The kratom issue first came up back in January of 2016, when the public learned through media reports that many residents in recovery homes relied on kratom drinks to relieve their opiate cravings. Kratom does act on opiate receptors, lending some credibility to this claim. Inevitably, the practice drew the DEA’s attention, since kratom has long been banned in its native Thailand. A quick check revealed a significant rise in the number of ER visits related to kratom use. And this week, kratom appeared as a Schedule 1 drug, meaning once final, there would be no approved use of any kind in the United States.
The DEA seemed surprised by the intensity of the response from researchers. Here’s an example.
The government now says they’ll undertake further review to see if they need to reclassify it at a lower level. A Schedule 2 designation, for example, would permit research and perhaps medical use under a doctor’s care.
In cases like this, there are actually two issues at work. First, what hazards, actual and potential, are associated with the drug? Second, are those hazards serious enough to merit the highest sanction? It’s analogous to the situation with hallucinogens, where the government put a stop to further research into potential medical uses. That’s the argument researchers make: Let us do more studies, get more facts.
Advocates take a more personal approach. Many are themselves users: an article from a very different perspective.
The founder and president of the kratom advocacy group is a kratom user, in order, she admits, to control her desire for opiates. She’s also convinced it is a necessary remedy for PTSD and chronic pain. She states that “…people that are terrified, literally scared to death of going back to old ways of life, whether that means living in chronic pain when nothing else has worked for them, dealing with PTSD, listening to all the people fearful that they’re going to go back on either prescribed or illicit opiates and possibly could die…”
“It’s very emotional,” she says.
Yes it is. And remarkably similar to the testimony of advocates for other banned drugs. You can sense the desperation in their pleas.
The arguments may seem contradictory. On one hand, they argue that kratom is not very potent and has few mind-altering effects, comparable to caffeine. On the other, they claim kratom is effective for serious disorders such as heroin addiction, PTSD, and chronic pain. That suggests genuine strength. So which is it?
I suspect the answer will turn out to be this: It works best for people who have become dependent on it. Why? Because in that case, it’s relieving the symptoms of kratom withdrawal, along with whatever other disorders are in play.
The available research, which is admittedly not much, does seem to support the notion of tolerance and dependence. Rather than me going through the evidence, a recent piece from Scientific American.
There have been reports of loss of control and continued use despite adverse consequences, both characteristics of addiction. It may be that kratom is a drug that some can use without much difficulty, while in other cases, use becomes pathological.

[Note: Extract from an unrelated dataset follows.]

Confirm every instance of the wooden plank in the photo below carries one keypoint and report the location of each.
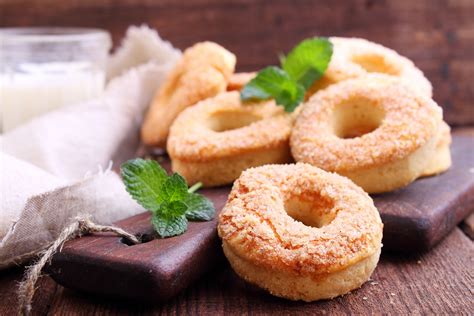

Alcohol is a drug of that sort.
For those who have built a life around regular kratom use, the prospect of losing access to the substance must be terrifying. Reminds me of a fellow I knew who’d been on methadone for more than twenty years, and operated his own treatment program. He panicked whenever the subject of banning methadone came up, as it did some years back in Arizona. For him, it wasn’t a political or scientific argument. It was life or death.
Now, if he were forced to taper off methadone, would he have suffered medically, the way a Type I diabetic would if deprived of insulin? No. Very different drugs, very different disorders. But in his mind, the choice was life or death. And nothing anyone could say would change that.
This is a hazard of remaining dependent on a mood-altering drug. You still have to protect your access. Even with heroin flooding our cities at historically low prices, addicts still devote the largest part of their time and energy to procuring more heroin. It’s the same for many alcoholics, and alcohol, as you’ve no doubt noticed, is everywhere.
When asked if I’m for or against legalization of a drug, I can’t come up with an easy answer. Legal status doesn’t matter much to the folks I work with. For instance, they’ve been using drugs whether legal or not. And will continue to do so. At least until something leads them to conclude it’s no longer worth it.
How will this be resolved? My guess is the DEA will go with a lesser classification.